Accountability and Documentation
Article 5-2 defines a company’s accountability in complying with the GDPR. In addition, this article requires that the companies must “be able to demonstrate and document” their processes are in compliance. Teleran addresses this mandate by:
- Providing demonstrable and fully documented PII access monitoring audit reports.
- Delivering PII access policy and testing processes to prove that the security measures are effective and GDPR-compliant.
Article 33 requires that the appropriate GDPR government authority is notified within 72 hours of a company becoming aware of a breach of PII data that is likely to “result in risks to the rights and freedoms of EU citizens.” Article 34 pertains to notifying the EU citizen or resident of the data breach. In this case “owners” of the data need to be notified without delay, but the 72 hour notification period does not apply. Teleran addresses both these requirements by:
- Identifying and alerting staff to suspected or actual data breaches, in which case further investigation of the suspected breach can occur using Teleran’s forensic audit reports and other means.
- Documenting the breach activity for purposes of notification and preventing further breach activity or future non-compliant activity.

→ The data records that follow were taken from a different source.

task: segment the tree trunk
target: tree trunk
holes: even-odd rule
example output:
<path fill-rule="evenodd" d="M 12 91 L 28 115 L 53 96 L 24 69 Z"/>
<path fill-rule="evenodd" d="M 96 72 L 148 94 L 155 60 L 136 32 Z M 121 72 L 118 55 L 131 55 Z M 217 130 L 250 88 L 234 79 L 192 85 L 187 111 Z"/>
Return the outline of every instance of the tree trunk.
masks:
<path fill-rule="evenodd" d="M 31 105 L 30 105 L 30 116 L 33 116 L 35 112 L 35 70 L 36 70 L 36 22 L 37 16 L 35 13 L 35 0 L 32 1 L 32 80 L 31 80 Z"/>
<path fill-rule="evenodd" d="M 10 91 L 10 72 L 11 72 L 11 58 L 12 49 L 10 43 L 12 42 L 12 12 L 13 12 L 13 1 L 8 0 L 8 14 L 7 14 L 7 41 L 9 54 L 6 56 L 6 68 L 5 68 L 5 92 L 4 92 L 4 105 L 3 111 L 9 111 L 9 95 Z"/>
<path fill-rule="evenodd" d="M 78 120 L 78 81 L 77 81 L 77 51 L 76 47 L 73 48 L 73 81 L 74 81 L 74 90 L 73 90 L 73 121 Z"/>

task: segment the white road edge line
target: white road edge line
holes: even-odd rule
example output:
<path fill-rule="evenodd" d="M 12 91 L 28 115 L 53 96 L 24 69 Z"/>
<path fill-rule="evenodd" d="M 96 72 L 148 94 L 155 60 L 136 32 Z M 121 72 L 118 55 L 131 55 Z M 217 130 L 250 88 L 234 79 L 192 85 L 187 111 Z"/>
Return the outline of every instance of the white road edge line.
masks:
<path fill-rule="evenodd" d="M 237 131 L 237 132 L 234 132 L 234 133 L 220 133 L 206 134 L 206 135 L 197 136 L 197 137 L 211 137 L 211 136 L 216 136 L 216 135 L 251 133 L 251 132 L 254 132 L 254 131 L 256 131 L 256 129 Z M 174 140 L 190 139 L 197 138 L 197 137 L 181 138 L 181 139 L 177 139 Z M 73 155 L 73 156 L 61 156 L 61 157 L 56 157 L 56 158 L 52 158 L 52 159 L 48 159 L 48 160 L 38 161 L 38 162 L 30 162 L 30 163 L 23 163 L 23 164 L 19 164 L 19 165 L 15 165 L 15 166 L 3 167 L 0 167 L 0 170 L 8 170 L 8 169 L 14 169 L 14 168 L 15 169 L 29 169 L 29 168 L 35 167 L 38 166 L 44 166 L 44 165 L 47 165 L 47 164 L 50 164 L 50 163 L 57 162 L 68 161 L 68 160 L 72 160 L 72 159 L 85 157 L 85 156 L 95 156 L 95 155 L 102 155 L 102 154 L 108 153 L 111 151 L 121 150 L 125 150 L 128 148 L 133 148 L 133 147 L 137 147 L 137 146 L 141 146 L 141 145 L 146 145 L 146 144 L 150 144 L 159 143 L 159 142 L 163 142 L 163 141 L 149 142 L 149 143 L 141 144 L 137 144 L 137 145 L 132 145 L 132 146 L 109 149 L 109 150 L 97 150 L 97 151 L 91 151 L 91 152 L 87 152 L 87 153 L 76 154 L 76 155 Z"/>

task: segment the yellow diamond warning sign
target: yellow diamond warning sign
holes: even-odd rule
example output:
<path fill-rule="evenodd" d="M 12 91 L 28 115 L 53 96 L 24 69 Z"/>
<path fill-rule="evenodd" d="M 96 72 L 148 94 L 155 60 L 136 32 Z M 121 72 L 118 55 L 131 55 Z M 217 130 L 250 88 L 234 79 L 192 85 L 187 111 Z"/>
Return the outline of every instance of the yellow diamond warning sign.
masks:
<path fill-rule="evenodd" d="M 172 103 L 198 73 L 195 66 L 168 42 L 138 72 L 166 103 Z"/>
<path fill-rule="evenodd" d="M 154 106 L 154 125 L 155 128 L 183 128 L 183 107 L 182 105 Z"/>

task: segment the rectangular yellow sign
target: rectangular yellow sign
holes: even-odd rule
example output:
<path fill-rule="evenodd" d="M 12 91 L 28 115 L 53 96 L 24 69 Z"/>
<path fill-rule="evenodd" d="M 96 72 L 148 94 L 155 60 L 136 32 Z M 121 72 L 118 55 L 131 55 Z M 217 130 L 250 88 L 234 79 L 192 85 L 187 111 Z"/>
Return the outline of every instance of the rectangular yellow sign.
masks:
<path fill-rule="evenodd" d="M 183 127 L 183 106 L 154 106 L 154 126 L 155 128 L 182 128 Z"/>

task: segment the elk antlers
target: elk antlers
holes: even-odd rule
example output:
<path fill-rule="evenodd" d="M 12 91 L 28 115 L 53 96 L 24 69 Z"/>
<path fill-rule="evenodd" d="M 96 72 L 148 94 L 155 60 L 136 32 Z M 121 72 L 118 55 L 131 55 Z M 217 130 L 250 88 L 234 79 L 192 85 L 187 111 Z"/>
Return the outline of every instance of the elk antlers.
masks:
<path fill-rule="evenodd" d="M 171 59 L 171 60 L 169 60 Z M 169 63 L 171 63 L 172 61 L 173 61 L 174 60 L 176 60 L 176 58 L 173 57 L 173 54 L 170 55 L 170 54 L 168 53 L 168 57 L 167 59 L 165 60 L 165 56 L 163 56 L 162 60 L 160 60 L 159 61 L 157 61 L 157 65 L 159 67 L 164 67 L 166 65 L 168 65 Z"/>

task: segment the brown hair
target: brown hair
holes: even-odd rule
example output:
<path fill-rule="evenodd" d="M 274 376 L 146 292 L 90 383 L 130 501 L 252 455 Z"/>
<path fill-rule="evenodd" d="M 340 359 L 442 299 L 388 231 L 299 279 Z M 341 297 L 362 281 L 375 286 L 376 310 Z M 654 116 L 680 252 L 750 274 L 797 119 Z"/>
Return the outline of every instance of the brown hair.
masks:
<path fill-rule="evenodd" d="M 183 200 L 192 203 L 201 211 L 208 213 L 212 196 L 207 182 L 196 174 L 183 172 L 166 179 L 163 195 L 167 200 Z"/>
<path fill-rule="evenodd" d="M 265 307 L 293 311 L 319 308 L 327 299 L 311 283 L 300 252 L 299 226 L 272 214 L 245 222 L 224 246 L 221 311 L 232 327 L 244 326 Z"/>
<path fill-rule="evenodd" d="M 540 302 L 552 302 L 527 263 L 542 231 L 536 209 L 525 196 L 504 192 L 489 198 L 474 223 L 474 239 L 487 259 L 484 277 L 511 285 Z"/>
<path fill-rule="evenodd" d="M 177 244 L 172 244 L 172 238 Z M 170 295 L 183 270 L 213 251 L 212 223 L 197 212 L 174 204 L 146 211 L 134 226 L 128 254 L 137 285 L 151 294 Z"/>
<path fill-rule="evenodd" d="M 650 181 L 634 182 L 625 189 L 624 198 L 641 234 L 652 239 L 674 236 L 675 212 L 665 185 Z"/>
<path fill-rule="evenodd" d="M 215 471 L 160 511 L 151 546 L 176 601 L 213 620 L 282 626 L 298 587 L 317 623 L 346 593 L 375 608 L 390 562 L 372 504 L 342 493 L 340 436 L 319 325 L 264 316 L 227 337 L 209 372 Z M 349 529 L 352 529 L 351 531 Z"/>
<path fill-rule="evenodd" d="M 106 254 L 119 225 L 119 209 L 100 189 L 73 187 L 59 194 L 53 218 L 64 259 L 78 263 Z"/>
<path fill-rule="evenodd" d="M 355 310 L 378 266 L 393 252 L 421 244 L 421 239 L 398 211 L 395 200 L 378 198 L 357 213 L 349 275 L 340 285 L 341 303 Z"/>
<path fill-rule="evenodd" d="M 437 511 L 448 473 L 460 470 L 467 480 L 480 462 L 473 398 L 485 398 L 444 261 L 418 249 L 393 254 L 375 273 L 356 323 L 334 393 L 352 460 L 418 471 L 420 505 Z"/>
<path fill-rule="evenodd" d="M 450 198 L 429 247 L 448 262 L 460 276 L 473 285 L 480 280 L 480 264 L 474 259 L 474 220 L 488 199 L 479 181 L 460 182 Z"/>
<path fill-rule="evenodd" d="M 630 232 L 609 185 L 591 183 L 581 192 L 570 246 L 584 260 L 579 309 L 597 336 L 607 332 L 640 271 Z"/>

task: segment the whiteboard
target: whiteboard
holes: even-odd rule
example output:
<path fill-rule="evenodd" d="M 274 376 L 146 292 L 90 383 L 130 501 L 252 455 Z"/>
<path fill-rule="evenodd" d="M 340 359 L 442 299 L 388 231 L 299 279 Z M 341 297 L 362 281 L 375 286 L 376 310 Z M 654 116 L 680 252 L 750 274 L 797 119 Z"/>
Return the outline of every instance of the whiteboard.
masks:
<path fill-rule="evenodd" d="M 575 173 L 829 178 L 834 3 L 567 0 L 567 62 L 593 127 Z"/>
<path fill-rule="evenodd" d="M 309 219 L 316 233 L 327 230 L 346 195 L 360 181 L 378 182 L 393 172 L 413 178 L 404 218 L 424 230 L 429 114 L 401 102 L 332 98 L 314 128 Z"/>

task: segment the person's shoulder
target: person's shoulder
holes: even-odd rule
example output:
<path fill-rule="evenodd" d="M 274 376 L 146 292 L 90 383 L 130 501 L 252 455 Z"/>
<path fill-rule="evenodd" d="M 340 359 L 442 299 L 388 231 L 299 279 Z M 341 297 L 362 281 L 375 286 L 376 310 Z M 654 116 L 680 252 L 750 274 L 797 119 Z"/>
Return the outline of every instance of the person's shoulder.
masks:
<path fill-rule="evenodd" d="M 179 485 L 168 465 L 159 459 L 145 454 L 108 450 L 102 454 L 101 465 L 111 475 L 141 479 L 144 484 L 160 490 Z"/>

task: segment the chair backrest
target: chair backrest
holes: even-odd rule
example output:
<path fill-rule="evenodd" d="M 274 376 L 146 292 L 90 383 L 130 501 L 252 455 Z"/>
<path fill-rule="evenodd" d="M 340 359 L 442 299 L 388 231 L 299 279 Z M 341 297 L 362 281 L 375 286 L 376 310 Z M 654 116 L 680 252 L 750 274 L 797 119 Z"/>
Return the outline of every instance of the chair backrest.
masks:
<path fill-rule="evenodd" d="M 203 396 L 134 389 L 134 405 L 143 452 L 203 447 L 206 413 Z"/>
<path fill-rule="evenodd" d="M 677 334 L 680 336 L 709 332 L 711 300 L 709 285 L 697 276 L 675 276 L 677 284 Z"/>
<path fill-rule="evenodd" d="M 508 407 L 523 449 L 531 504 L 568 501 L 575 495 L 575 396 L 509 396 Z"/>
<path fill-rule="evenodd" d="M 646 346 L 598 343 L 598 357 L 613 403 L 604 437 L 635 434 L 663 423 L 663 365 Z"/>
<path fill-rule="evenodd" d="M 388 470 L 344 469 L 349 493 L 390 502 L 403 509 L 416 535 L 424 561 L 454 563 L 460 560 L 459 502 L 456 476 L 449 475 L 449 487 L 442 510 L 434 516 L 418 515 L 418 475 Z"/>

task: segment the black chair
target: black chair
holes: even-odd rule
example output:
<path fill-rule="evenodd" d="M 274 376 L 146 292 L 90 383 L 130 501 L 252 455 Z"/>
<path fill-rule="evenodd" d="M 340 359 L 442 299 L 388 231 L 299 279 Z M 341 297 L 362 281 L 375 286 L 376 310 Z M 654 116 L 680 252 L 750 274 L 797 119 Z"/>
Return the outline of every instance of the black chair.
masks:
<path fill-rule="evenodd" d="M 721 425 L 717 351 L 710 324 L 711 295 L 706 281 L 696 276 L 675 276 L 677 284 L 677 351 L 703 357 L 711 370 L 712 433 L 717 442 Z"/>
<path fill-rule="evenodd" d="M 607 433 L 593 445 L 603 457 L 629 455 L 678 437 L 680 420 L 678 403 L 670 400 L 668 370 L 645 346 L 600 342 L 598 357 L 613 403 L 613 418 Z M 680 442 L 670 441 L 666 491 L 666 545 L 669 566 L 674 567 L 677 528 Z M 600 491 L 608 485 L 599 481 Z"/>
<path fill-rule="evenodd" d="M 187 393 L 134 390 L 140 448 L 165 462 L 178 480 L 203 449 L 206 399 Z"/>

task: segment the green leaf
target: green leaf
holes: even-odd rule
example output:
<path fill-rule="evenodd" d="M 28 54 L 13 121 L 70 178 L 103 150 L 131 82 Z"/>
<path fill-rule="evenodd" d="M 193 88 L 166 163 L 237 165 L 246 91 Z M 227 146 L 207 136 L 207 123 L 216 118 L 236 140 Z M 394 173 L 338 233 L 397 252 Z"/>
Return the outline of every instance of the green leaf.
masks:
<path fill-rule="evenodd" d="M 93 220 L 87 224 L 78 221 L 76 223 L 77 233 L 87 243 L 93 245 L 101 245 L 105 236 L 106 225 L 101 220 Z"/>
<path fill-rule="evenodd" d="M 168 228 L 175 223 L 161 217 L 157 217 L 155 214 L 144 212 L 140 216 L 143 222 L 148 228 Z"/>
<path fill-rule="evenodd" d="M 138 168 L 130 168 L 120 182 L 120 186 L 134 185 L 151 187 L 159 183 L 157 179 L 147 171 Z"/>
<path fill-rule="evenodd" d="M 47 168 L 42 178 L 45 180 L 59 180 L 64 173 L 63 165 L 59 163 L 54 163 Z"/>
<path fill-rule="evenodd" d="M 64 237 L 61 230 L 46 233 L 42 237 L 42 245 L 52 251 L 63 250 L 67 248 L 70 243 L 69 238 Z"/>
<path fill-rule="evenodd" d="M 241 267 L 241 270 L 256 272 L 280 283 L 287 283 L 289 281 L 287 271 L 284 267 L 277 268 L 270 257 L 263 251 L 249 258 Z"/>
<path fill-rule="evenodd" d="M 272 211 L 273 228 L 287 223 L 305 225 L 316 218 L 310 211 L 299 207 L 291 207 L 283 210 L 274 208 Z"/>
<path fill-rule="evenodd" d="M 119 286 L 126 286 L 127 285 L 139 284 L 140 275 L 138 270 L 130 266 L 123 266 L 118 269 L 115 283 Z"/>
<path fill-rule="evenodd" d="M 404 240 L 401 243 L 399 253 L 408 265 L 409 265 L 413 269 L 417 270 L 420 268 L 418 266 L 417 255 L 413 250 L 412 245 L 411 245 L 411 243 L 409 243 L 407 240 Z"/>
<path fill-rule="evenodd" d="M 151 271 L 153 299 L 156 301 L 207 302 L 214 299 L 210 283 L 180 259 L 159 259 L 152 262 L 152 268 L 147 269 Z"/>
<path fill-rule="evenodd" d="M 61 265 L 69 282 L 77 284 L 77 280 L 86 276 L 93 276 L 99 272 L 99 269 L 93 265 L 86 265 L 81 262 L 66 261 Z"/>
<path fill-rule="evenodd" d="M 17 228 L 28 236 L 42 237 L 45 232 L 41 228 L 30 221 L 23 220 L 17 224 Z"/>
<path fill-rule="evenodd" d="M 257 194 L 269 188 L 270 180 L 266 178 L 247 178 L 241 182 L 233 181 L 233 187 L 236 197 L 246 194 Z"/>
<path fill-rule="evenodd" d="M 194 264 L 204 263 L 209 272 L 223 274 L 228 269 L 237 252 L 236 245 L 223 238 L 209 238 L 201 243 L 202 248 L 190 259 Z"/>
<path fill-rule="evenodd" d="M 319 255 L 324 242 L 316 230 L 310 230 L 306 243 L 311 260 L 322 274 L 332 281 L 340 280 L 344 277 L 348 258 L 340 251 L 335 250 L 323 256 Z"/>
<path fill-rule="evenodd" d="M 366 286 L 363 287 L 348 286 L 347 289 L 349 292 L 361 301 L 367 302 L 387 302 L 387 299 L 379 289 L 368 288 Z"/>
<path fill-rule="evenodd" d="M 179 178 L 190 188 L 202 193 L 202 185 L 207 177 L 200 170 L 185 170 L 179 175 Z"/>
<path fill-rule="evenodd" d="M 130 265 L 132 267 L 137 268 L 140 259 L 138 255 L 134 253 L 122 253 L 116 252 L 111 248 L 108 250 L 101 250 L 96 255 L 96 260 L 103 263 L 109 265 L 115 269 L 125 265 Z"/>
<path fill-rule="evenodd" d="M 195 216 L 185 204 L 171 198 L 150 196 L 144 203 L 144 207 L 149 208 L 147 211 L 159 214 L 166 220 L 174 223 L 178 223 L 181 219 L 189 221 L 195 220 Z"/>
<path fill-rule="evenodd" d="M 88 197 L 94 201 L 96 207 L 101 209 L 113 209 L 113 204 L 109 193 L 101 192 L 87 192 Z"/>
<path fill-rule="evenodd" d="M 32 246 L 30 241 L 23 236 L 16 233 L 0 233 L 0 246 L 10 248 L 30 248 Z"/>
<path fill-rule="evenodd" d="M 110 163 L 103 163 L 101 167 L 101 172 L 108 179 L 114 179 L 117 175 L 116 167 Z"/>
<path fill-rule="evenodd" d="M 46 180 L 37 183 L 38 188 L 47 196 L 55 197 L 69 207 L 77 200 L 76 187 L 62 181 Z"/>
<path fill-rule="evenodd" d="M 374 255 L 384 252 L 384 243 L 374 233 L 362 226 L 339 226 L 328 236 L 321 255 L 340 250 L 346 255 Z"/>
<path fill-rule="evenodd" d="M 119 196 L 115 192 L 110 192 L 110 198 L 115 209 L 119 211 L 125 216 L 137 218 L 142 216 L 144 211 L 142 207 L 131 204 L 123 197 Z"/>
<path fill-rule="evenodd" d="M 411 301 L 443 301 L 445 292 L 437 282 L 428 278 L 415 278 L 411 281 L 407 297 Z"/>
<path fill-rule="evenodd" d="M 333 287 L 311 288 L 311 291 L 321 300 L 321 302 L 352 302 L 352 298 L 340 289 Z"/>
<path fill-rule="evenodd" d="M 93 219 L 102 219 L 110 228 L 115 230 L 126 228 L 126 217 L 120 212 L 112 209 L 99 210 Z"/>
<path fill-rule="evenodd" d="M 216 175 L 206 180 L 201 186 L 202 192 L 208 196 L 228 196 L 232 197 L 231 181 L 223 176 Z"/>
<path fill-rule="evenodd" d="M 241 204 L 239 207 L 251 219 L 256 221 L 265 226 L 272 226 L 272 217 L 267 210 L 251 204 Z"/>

- Applying additional real-time access control policies to prevent future breaches of this nature.
GDPR Gap Assessments
Under the GDPR it is essential to demonstrate that your PII data is protected. In fact, organizations need to be prepared to demonstrate their compliance at any time. Organizations should begin preparing now for GDPR compliance. Our firm offers GDPR Readiness Assessments to help companies identify where sensitive structured data resides, who is using it, how is it used, and is it appropriate use according to GDPR requirements. In addition, to further minimize risks and lower data handling costs, the assessment can assist in updating data retention policies, identifying unused or “dormant” data and removing it to reduce future liability and lower data processing and storage costs as well.